At this point in the code credentials.valid is False, and 
credentials.token is None, so I need to perform a refresh
to populate them.
"""
auth_req = google.auth.transport.requests.Request()
credentials.refresh(auth_req)

# Now you can use credentials.token
access_token = credentials.token

# Removed business details for SO post
instance_name = '<removed>'
bucket_name = '<removed>'
project_id = '<removed>'
gcs_path = '<removed>'
database = '<removed>'
table_name = '<removed>''

headers = {
    'Content-Type':'application/json',
    'Authorization':'Bearer '+str(access_token)
}
endpoint = 'https://www.googleapis.com/sql/v1beta4/projects/{project_id}/instances/{instance_name}/import'.format(
    project_id=project_id,
    instance_name=instance_name
)
gcs_location = 'gs://{bucket_name}/{gcs_path}'.format(
    bucket_name=bucket_name,
    gcs_path=gcs_path
)
json_payload = {
    "importContext": {
        "fileType": "CSV",
        "uri": gcs_location,
        "database": database,
        "csvImportOptions":{
            "table":table_name
        }
    }
}
requests.post(
    url=endpoint,
    data=json.dumps(json_payload),
    headers=headers
)
1
What is the error? Your code does not handle errors, so how do you know?John Hanley
Your Cloud Functions service account needs the permission cloudsql.instances.import which is part of the Cloud SQL Admin role. Double check the roles assigned to the service account that Cloud Functions is using (the default is the App Engine service account).John Hanley

1 Answers

1
votes

Because you aren't checking the response, the post request might be executing successfully and still returning an error code. If you take a look a the Instance: import documentation, there is an example of making a request with the discovery client:

from googleapiclient import discovery
from oauth2client.client import GoogleCredentials

credentials = GoogleCredentials.get_application_default()

service = discovery.build('sqladmin', 'v1beta4', credentials=credentials)

# Project ID of the project that contains the instance.
project = 'my-project'  # TODO: Update placeholder value.

# Cloud SQL instance ID. This does not include the project ID.
instance = 'my-instance'  # TODO: Update placeholder value.

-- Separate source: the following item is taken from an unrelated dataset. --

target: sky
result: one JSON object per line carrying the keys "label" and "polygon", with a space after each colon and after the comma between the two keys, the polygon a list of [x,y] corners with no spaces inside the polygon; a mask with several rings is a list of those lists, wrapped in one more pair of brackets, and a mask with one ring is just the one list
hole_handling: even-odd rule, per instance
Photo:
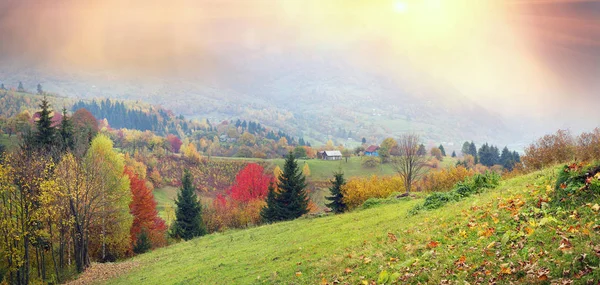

instances_import_request_body = {
    # TODO: Add desired entries to the request body.
}

request = service.instances().import_(project=project, instance=instance, body=instances_import_request_body)
response = request.execute()

# TODO: Change code below to process the `response` dict:
pprint(response)

The results from response will show you if the action was successful or not.